Multiclass Segmentation Metrics
Multiclass segmentation metrics with torchmetrics, highlighting the difference between micro, macro, and macro-imagewise metrics.
In my last post I showed how to use torchmetrics
to implement segmentation metrics for the Oxford-IIIT pet segmentation dataset. We saw that in addition to the average
keyword introduced in the pet breed classification post, the mdmc_average
keyword is necessary to compute metrics for image data.
In this post we'll dive deeper into these metrics, explaining the two choices for the mdmc_average
parameter, including global and samplewise, as well as giving recommendations for dealing with imbalanced datasets.
The examples below will look primarily at precision and $F1$ score, but note that these metrics can be replaced by recall, dice score, etc.
!pip install pytorch-lightning
!pip install -U git+https://github.com/qubvel/segmentation_models.pytorch
!pip install seaborn
import torch
import functools
import segmentation_models_pytorch as smp
from torchmetrics.functional.classification import precision, f1_score
from torchmetrics.classification import StatScores
from sklearn import metrics
# Set the seed for reproduciblity.
torch.manual_seed(7)
import seaborn as sns
import matplotlib.pyplot as plt
from matplotlib.colors import ListedColormap
To better understand the metrics, we'll work with a $4$ class problem with $n = 100$ samples. Classes $0$ and $3$ will have a probability of occurence of $\frac{1}{15}$, class $1$ will have a probability of $\frac{2}{3}$, and class $2$ will have a probability of $\frac{1}{5}$. We can generate data having this distribution using torch.multinomial
below.
weights = torch.tensor([1, 10, 3, 1], dtype=torch.float)
num_classes = len(weights)
shape = (100,1,256,256)
size = functools.reduce(lambda x, y : x* y, shape)
output = torch.multinomial(weights, size, replacement=True).reshape(shape)
output[70:,:,:,:] = torch.zeros(30, *shape[1:])
target = torch.multinomial(weights, size, replacement=True).reshape(shape)
target[70:,:,:,:] = torch.zeros(30, *shape[1:])
For example, a subset of the output looks like:
output[0,:,:10,:10]
First we can collapse the image dimensions, $H$ and $W$, and then calculate metrics as for multiclass classification. This is precisely what happens
when we choose mdmc_average
global.
precision(output, target,num_classes=num_classes,average="macro",mdmc_average="global").item()

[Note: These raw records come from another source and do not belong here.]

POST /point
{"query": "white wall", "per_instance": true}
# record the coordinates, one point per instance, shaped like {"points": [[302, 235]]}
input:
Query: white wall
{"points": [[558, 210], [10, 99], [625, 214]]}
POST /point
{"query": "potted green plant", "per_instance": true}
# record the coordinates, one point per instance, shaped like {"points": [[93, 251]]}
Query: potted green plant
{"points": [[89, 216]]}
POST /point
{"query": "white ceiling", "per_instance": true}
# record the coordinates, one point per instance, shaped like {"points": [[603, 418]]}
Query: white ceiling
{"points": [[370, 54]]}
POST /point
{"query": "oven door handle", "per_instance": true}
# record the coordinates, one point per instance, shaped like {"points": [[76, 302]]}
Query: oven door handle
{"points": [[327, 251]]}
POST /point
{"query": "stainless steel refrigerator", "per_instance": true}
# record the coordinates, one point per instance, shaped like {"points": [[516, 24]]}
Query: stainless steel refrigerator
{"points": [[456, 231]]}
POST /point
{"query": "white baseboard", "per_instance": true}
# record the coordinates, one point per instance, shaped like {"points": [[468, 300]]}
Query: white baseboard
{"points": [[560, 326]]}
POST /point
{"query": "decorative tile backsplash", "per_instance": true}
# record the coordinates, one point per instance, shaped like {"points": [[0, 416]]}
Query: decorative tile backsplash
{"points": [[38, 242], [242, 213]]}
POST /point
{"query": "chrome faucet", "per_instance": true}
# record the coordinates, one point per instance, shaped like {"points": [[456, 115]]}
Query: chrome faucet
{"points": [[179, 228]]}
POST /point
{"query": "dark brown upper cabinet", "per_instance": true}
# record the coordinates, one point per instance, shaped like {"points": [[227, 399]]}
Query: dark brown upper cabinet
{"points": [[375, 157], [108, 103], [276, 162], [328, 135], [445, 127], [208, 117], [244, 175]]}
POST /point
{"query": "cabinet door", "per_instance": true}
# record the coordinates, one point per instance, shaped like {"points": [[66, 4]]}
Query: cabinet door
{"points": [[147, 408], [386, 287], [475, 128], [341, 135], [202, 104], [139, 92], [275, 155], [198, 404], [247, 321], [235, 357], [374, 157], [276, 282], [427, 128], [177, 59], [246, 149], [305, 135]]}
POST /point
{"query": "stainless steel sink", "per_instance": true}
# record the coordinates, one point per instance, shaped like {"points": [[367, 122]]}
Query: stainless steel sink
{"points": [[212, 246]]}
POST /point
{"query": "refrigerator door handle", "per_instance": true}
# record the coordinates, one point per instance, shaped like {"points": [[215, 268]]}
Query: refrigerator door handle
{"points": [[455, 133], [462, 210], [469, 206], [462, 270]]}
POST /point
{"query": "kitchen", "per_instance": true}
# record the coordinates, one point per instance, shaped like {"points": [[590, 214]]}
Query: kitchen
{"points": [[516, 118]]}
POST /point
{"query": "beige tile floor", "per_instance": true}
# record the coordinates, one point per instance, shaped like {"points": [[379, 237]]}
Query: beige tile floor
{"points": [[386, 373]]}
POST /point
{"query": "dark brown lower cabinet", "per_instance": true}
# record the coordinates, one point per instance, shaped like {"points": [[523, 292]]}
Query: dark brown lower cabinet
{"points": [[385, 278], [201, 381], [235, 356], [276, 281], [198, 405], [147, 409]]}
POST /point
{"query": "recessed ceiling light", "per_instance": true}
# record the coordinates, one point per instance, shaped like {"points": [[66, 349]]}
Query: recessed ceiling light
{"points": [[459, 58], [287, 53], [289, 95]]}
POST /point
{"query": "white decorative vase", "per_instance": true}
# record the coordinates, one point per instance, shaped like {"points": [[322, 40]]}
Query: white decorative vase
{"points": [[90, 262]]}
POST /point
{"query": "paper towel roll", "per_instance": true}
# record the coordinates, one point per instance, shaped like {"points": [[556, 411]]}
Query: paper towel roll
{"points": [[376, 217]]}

For comparisons sake, in scikit-learn we have:
metrics.precision_score(target.reshape((-1)).numpy(),output.reshape((-1)).numpy(), average="macro")
Then the different options for average
can be chosen, including micro, macro, and weighted.
In contrast, the image dimensions can be treated separately, which is called the macro-imagewise reduction:
- For each image and class the confusion table is computed over all pixels in an image.
- Then the metric is computed for each image and class, as if it were a binary classifier.
- The metrics are finally averaged over the images and classes.
This is the most natural way to calculate metrics like the Jaccard index (intersection over union) for example. Unfortunately the jaccard index can't be calculated this way using torchmetrics
. However the $F1$/Dice Score can be calculated using torchmetrics
, and it's equivalent to the Jaccard index1:
f1_score(output, target,num_classes=num_classes,average="macro",mdmc_average="samplewise").item()
However if we calculate the $F1$ score using the segmentation models library, we get:
tp, fp, fn, tn = smp.metrics.get_stats(output.long(), target.long(), mode='multiclass', num_classes=num_classes)
smp.metrics.f1_score(tp, fp, fn, tn, reduction="macro-imagewise").item()
This is because our dataset has many images with no targets (recall that we zeroed out several images). Thus the $F1$ score
for non-background classes reduces to $\frac{0}{0}$. smp
replaces occurences of $\frac{0}{0}$ by $1$, while torchmetrics
replaces $\frac{0}{0}$ by $0$.
If we pass zero_division=0
to the segmentation models library, we get the same value as torchmetrics
:
tp, fp, fn, tn = smp.metrics.get_stats(output.long(), target.long(), mode='multiclass', num_classes=num_classes)
smp.metrics.f1_score(tp, fp, fn, tn, reduction="macro-imagewise", zero_division=0).item()
This we why we recommend avoiding mdmc_average
equal to samplewise, and calculating the metrics like for regular multiclass classifiers instead.
In conclusion when dealing with balanaced datasets, accuracy using the micro average plus mdmc_average
global is sufficient,
while the $F1$ score with the weighted average plus mdmc_average
global is more accurate for imbalanaced datasets.